There are two files:

  1. prcpCA.rds is a data frame with 432 points containing precipitation information. The columns X and Y give the coordinates of the station projected in California Albers EPSG:3310 with units in meters. We want to use the ANNUAL column which is total annual precipitation at that point in mm.

  2. gridCA.rds is data frame with two columns X and Y that represent an empty grid of cells that we will interpolate the precip values into like we did with meuse.grid above. The spacing is 10x10 km for each point.

Code 
# precip point data
prcpCA <- readRDS("data/prcpCA.rds")
# empty grid to interpolate into
gridCA <- readRDS("data/gridCA.rds")

# make as sf
prcpCA <- prcpCA %>% st_as_sf(coords = c("X", "Y")) %>%
  st_set_crs(value = 3310)

# simple map -- see postscript below for a fancy map
prcpCA %>% ggplot() + 
  geom_sf(aes(fill=ANNUAL,size=ANNUAL),color="white",
          shape=21,alpha=0.8) + 
  scale_fill_continuous(type = "viridis",name="mm") + 
  labs(title="Total Annual Precipitation") +
  scale_size(guide="none")

Use IDW to create a surface of total annual precipitation in California. Tune and assess skill as you see fit. Interpret and explain your surface and anything you notice in particular about it.

One warning. There are a few stations on the coast that are classified as NA in the gridded surface you’ll make.

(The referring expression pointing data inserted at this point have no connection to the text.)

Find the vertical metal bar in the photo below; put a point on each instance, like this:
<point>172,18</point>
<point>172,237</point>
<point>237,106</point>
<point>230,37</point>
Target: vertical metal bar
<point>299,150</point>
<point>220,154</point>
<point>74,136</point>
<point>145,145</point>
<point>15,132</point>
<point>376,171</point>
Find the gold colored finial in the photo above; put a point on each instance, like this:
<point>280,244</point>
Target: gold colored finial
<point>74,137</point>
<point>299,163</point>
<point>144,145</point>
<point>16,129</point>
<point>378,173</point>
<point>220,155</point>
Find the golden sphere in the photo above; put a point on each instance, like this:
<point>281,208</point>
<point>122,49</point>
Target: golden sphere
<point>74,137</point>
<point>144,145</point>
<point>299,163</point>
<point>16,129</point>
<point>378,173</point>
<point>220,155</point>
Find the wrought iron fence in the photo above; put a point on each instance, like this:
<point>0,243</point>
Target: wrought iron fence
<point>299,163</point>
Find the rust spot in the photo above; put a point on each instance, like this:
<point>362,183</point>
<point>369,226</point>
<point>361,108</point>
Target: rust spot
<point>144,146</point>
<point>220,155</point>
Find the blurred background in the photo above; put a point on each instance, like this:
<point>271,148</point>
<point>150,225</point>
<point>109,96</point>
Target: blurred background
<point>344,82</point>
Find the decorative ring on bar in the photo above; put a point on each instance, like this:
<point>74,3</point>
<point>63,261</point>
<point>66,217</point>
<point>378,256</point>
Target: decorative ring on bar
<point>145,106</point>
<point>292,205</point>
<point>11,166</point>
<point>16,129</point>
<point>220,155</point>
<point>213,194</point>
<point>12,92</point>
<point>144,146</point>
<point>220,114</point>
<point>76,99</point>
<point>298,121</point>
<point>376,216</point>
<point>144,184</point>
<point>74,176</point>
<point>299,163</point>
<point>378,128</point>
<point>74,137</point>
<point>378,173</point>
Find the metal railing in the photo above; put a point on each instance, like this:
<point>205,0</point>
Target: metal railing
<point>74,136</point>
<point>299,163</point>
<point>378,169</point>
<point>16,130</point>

This is because the gridded surface is 10x10 km and that coarse resolution means some of the edge cases (stations very close to the coast) get turned into “ocean” instead of “land”. This is a really common issue when moving from point to raster data. It won’t affect what you do until you try to assess skill. Then you’ll find that some (eight, I think) of the stations will show up as NA when you use extract. This will cause your rsq and rmse calculations to return NA. You can overcome this in a variety of ways (e.g., cor(obs,preds,use="complete.obs")^2 and sqrt(mean((preds - obs)^2,na.rm=TRUE)) or with a mask etc.). You’d have figured that out on your own I bet, but I’m just giving you a heads up.